# Japanese Lowriders For Sale



## WestupLa (Jan 28, 2013)

Check it out, for those that might be Interested in importing a car from overseas. 

[URL="http://www.goo-net-exchange.com/usedcars/CHEVROLET/CHEVROLET_IMPARA/summary.html"]http://www.goo-net-exchange.com/usedcars/CHEVROLET/CHEVROLET_IMPARA/summary.html


[/URL]


----------



## DanaDane (Oct 9, 2013)

Nice impara


----------



## LURCH63 (Feb 15, 2011)

:rofl:


----------



## 64 CRAWLING (Nov 26, 2001)

why would some 1 import back here for???


----------



## Lownslow302 (Nov 22, 2002)

Better car


----------



## bluebyrd86 (Aug 31, 2005)

I REARRY ROVE THESE IMPORTED IMPARAS!! BUT IS THERE ANY RINCOLNS OR CADIRRACS FOR SALE?


----------



## big C (Dec 5, 2002)

I didn't look at them all but the few I did look like shit.


----------



## LURCH63 (Feb 15, 2011)

big C said:


> I didn't look at them all but the few I did look like shit.

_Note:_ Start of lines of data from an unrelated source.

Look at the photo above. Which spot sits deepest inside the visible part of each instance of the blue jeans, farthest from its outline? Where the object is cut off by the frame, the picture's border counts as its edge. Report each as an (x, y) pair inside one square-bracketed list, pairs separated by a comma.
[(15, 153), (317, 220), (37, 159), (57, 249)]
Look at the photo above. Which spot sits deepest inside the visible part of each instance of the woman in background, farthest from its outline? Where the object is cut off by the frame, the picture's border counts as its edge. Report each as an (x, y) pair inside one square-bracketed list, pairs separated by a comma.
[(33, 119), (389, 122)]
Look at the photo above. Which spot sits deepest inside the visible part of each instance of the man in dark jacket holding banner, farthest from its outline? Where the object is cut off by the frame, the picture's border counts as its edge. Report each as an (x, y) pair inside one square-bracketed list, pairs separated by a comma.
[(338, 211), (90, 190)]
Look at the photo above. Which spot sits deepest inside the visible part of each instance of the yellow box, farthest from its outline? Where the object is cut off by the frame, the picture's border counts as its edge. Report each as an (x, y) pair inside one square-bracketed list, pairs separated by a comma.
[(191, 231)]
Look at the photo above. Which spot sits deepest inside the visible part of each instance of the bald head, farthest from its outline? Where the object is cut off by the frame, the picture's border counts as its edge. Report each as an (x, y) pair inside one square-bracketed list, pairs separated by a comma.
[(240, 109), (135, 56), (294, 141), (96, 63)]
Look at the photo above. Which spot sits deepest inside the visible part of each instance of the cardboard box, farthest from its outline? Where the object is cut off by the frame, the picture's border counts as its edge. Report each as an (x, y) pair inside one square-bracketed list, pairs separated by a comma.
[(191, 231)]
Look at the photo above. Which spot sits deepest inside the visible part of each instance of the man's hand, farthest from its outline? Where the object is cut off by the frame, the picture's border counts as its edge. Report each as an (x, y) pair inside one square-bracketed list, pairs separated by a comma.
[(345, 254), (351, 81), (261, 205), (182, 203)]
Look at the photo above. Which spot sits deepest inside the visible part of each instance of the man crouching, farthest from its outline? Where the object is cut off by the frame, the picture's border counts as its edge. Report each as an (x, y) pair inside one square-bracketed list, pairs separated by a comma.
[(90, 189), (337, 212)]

What this man said, that undercarriage:burn:


----------



## big C (Dec 5, 2002)

*FRANCISCO* said:


> What this man said, that undercarriage:burn:


Yea there pretty much wore the fuck out. Dirty nasty ass carpet door panels falling off rusty ass chrome rats nest wiring etc


----------



## ~DROPITLOW~ (Oct 28, 2010)

over priced:thumbsdown:


----------



## fool2 (Jan 15, 2008)

Impara :rofl:


----------



## Gangsta lean (Jul 18, 2013)

Crap! Not worth it!


----------



## SLPGDDMT (Aug 6, 2013)

ROR!


----------



## el jr (Apr 12, 2011)

I wonder if any of those rides belonged to anyone here :dunno:


----------



## manu samoa (Nov 2, 2005)

^ huh?


----------



## 57chevyguy (Jul 11, 2011)

They can keep those overpriced imparas overseas. :twak: wtf are they thinking?


----------



## DJLATIN (Jul 22, 2003)

hai!


----------



## 187PURE (Jul 24, 2006)

CEN said:


> Nice impara


can't believe they spelled it like they say it


----------



## 187PURE (Jul 24, 2006)

~DROPITLOW~ said:


> over priced:thumbsdown:


what he said


----------



## ray-13 (Jun 10, 2011)

DAMMMMM THOUS ARE SUM OUT RAGES PRICES..... 67 IMPARA FOR 45K..... NEVER...!!!!!!!!!!!! :facepalm:


----------



## 67 chevy impala (Apr 22, 2010)

Expensive :nono: I can get a lot better $$ deals here in the south


----------